Tuesday, October 30, 2012, 9:20 am, Room 21

Session: Surface Reactivity of Oxides
Presenter: I. Lyubinetsky, Pacific Northwest National Laboratory
Authors: I. Lyubinetsky, Pacific Northwest National Laboratory
Y.G. Du, Pacific Northwest National Laboratory
N.G. Petrik, Pacific Northwest National Laboratory
N.A. Deskins, Worcester Polytechnic Institute
Z.-T. Wang, Pacific Northwest National Laboratory
M.A. Henderson, Pacific Northwest National Laboratory
G.A. Kimmel, Pacific Northwest National Laboratory
Correspondent: Click to Email
We present a novel, photochemical approach to prepare a highly-hydroxylated TiO2(110) and discuss the reactivity of the resulting surface. TiO2(110) surfaces with an OHb coverages up to 0.5 ML have been obtained upon trimethyl acetic acid (TMAA) dissociative adsorption and subsequent photolysis at 300 K. The formation and chemistry of such surface have been examined at the atomic level by a combination of scanning tunneling microscopy, temperature-programmed desorption, photo stimulated desorption, and density functional theory methods.
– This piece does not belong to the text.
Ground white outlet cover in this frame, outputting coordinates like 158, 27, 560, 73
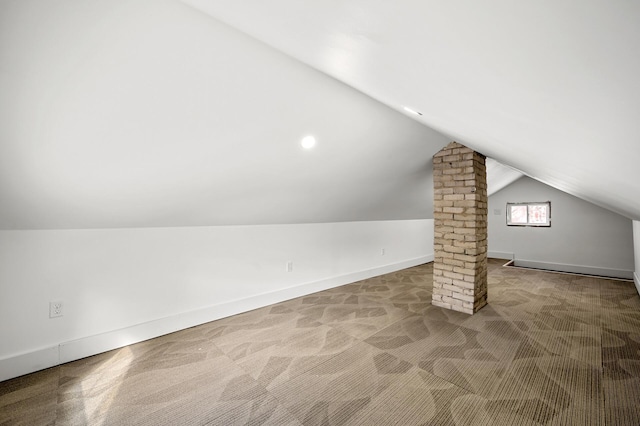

Deprotonation of TMAA molecules upon adsorption produces both surface bridging hydroxyls (OHb) and bidentate trimethyl acetate (TMA) species with saturation coverage of near 0.5 ML. The TMA species can be selectively removed by ultra-violet light irradiation while OHb’s survive photolysis. At high coverages, the OHb species typically occupy second-nearest neighbor sites along the bridging oxygen row locally forming linear (2´1) structures of different lengths, although the surface is less ordered on a long scale. The annealing of the highly-hydroxylated surface leads to hydroxyl recombination and H2O desorption with ~100% yield, thus ruling out the diffusion of H into the bulk. In agreement with experimental data, theoretical results show that the recombinative H2O desorption is preferred over both H bulk diffusion and H2 desorption processes.